John Justin Pajak (1932 – October 18, 2009) was a special trial judge of the United States Tax Court.

==Career==
Born in Buffalo, New York, Pajak attended public schools in Buffalo, New York. He attended Syracuse University from 1950 to 1954, earning a B.A., magna cum laude, majoring in American Studies. There, he was a member of Phi Beta Kappa, and Vice-President of Orange Key (Junior Men's Honorary). From 1953-56 he was in the Syracuse University College of Law in a combination program which culminated in his earning of an LL.B., which was, later, converted to a J.D. He was in the Order of the Coif, and was a Notes Editor on the Syracuse Law Review. Admitted to New York Bar in 1956, Pajak joined the U.S. Department of Justice under the Attorney General's Recruitment Program for Honor Law Graduates, and served as an attorney from 1956-61. He was first in the Office of Alien Property, Litigation Section, 1956–58, and then moved to the Tax Division, Appellate Section, until 1961. He was admitted to the District of Columbia Bar in 1961, and entered private practice with the firm of Hogan & Hartson, in Washington, D.C., from 1961 to 1966, then practicing with Andrew F. Oehmann until 1972, becoming a partner in Oehmann and Pajak. In 1972 he joined the Washington Office of Nixon, Hargrave, Devans & Doyle, a Rochester, New York, firm, serving as resident counsel until 1979.

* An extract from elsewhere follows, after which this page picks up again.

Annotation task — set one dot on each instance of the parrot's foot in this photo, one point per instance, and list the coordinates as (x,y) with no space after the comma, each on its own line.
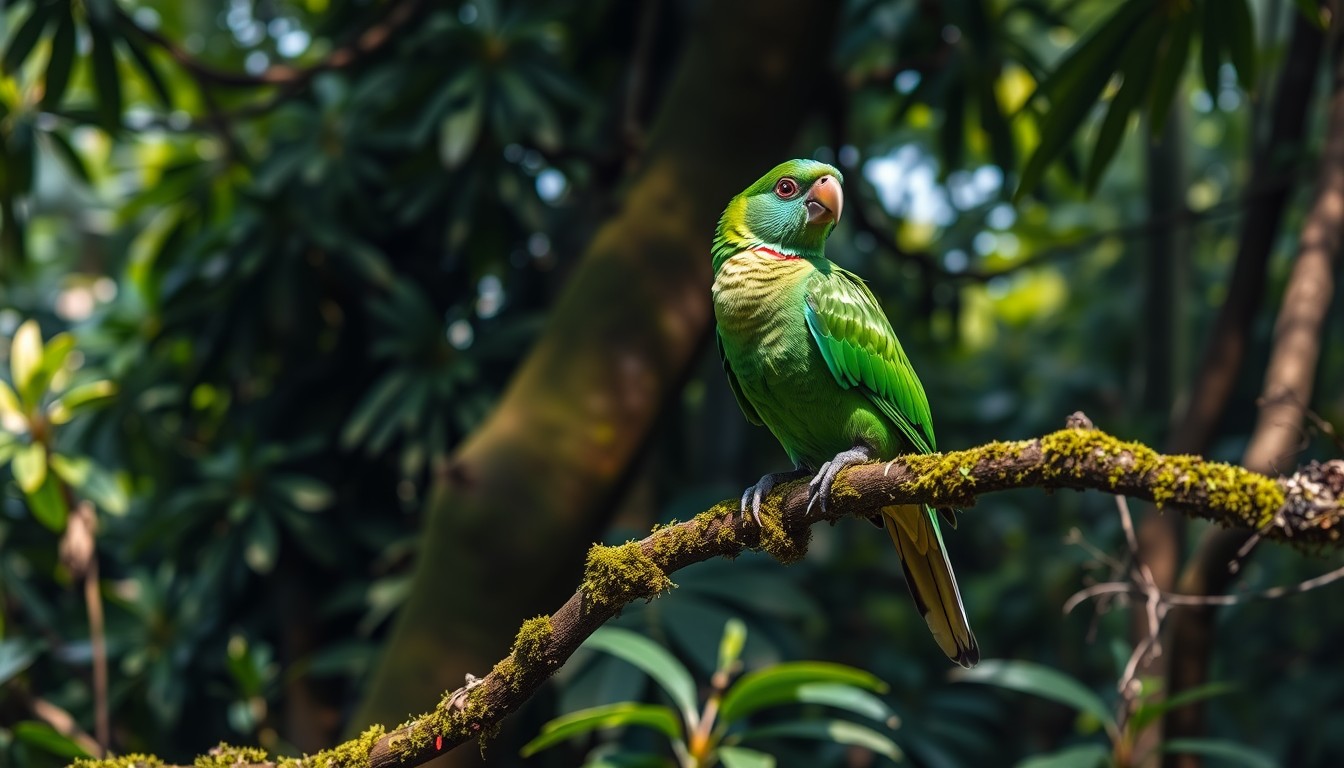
(820,486)
(753,495)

On May 31, 1979, Pajak was appointed by the chief judge of the United States Tax Court to be a special trial judge of that court. He was Liaison Special Trial Judge from 1984 to 1985, and Chief Special Trial Judge from 1985 to 1987.

Having been "active in Northern Virginia Democratic Party politics" in the late 1960s to early 1970s, he was a volunteer in the Barack Obama 2008 presidential campaign.

==Personal life and death==
Pajak became engaged to Elizabeth Pierson in 1954, with whom he had one daughter before their marriage ended in divorce. In 1997, Pajak remarried to Agnes Aranyi of Charlotte, North Carolina.

Pajak died on October 18, 2009, from asphyxiation following a choking incident, at the age of 77.